The core plot is simple: a slum mafia boss, Mr. Big (Mukiibi Alex), demands the roundup of children to be used in a ritual sacrifice to give him more power. That Mr. Big himself is a child whose fully grown henchman have to pick him up or get on their hands and knees for him to stand on makes light of the serious issues of child abductions in Uganda (reportedly, Nabwana made the film as a means of warding off the kidnapping of his own children). Gangsters then set about stealing children, including the daughter of Dauda Bisaso, whom the director/narrator (who enthusiastically chatters throughout), identifies as “Uganda’s best commando and father.” A gunfight ensues that leaves Dauda’s wife dead and him shot, setting up a revenge narrative for the soldier who subsequently goes mad from grief.
Yet this is a film that mostly regards the children who are stolen, who just so happen to be the Waka Stars, Wakaliwood’s resident kung-fu kids. What follows is a giddy collection of tropes that are thrown together with little regard for narrative flow. With Nabwana serving as both narrator and hype-man, character introductions sound like someone put a microphone near a rowdy audience member who shouts when he recognizes one of the director’s troupe of actors. The story constantly careens in and out of focus as the film gets sidetracked with minor characters or, even funnier, sudden and completely unprompted lurches into social commentary. “The rich say they’re protecting our future. So why are our children crying?” asks the despondent father of one abducted child, though the more fitting summary of the film’s political outlook comes from Nabwana merrily shouting, “This is life in Kampala. It’s not easy if you’re stupid!”

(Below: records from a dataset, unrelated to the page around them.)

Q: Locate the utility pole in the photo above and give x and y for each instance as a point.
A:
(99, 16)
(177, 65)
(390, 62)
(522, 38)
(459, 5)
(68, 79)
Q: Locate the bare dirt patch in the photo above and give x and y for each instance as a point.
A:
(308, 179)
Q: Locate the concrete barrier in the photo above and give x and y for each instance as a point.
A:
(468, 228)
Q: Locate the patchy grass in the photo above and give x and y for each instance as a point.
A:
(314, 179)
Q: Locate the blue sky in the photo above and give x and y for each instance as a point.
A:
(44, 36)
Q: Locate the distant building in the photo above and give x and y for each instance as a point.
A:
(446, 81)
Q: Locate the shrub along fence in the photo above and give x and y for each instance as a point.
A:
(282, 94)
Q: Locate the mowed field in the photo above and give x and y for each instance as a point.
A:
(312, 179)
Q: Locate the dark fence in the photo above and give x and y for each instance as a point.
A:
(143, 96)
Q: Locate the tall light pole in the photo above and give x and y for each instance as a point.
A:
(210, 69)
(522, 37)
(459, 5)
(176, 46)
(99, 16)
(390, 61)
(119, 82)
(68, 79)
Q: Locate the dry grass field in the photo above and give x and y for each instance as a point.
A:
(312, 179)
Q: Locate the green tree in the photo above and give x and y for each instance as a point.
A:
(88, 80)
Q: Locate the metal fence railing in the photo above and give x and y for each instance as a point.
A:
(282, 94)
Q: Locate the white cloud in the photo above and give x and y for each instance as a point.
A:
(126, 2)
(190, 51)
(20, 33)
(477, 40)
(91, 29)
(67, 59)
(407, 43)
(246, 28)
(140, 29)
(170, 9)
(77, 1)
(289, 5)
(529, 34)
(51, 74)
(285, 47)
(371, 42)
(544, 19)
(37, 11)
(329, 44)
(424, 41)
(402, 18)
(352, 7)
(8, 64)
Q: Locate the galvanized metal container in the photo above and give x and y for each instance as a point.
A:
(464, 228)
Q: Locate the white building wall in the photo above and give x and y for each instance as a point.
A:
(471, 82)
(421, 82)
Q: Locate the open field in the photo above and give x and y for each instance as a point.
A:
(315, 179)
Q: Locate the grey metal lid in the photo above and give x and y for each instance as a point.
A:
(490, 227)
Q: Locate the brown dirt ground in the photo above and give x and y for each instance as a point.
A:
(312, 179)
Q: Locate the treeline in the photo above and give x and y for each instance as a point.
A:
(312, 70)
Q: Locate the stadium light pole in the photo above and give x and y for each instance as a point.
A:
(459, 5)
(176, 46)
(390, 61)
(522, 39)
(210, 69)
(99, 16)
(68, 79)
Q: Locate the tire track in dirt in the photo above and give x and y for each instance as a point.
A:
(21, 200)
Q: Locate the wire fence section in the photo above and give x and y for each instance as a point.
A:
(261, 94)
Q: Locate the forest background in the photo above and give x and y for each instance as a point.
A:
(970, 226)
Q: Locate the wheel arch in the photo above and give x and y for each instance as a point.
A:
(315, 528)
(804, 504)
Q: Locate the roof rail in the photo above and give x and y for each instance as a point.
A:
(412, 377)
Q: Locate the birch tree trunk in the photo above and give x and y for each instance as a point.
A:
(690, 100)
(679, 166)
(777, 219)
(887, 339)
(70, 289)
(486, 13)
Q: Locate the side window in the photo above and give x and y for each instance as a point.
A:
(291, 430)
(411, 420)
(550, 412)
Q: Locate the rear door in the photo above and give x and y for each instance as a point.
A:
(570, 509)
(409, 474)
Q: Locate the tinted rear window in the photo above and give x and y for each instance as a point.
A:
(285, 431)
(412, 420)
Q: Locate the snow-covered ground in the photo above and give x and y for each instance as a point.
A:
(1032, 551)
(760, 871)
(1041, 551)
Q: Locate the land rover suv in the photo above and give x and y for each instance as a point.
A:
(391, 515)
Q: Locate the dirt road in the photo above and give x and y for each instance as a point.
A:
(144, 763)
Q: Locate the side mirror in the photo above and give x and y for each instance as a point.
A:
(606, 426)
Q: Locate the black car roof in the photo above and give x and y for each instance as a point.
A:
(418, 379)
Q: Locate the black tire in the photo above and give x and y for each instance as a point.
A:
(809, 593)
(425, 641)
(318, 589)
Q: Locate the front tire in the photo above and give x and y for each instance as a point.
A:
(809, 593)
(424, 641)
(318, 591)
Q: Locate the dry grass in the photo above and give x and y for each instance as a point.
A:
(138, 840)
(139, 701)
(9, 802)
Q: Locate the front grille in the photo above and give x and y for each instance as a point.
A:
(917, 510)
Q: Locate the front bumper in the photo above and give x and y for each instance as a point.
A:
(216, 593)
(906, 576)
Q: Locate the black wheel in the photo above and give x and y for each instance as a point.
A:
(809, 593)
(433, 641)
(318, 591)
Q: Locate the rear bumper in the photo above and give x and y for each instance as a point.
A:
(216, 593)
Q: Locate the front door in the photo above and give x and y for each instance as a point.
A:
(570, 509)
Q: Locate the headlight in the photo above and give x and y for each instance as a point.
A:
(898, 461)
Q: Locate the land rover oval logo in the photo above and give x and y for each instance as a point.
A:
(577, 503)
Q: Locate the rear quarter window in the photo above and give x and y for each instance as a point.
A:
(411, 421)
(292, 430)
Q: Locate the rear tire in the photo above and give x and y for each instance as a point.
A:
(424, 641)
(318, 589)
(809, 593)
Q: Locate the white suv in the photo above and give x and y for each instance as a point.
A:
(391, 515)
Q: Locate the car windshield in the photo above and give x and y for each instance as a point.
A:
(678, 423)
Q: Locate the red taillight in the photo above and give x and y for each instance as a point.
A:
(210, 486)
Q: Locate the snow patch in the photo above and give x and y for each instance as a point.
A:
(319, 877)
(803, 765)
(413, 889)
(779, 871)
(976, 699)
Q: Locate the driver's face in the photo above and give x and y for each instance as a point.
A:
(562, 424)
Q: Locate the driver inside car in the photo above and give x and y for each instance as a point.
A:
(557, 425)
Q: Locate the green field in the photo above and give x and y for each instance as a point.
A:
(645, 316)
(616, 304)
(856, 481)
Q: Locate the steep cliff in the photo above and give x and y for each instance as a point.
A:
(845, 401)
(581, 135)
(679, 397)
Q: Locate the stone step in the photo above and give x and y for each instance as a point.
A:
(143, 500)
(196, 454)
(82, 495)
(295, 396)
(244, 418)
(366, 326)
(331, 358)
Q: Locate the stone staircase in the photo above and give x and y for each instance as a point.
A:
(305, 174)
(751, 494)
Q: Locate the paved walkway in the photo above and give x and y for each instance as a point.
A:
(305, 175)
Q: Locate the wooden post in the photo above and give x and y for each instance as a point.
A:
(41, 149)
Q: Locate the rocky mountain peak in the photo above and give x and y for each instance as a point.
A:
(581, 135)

Befitting the director’s own enthusiastic voiceover, Nabwana assembles the film as a flurry of colliding parts. Gunshots rendered with simple muzzle flash effects and public domain foley sounds mix with cartoonish scribbles of emphasis redolent of the “wham pow” bubbles of the “Batman” TV show. All basic tenets of filmmaking are ignored; the 180-degree rule is shattered seemingly at least once per minute, and the most elaborate “stunts” have all the garish, immersion-shattering oddity of “Tim and Eric” bits. The handheld camera is constantly darting and weaving, but there are subtle flashes of cleverness to how Nabwana jiggles the camera in time with kicks and bullets as if to transfer their kinetic energy to the frame.
When Nabwana introduces the film as “the best kids movie ever,” there’s some truth to the boast. This is a movie built around the active, scattered energy of a child’s attention, its leaps of place, mood and logic all consistent with the eagerness of tracing every possible idea with no care for how it all fits together. The cutaways, references and callbacks (including another Piracy Patrol vignette that stacks so many punchlines on top of each other it’s hard to say where the joke peaks) are outlandish; guaranteed, no other movie ever made has or will feature a gangster holding a pistol to a child’s head while wearing a The Twilight Saga: New Moon T-shirt. Crazy World is a reminder that the tendency to talk about shoestring-budget films as overcoming their lack of resources often misses that many such movies celebrate how little they have to work with. Nothing in the movie feels like a workaround for special effects that Nabwana wishes he could access. Instead, each element, no matter how micro-budgeted or strange, is handled with the confidence of a man doing exactly what he wants with his art.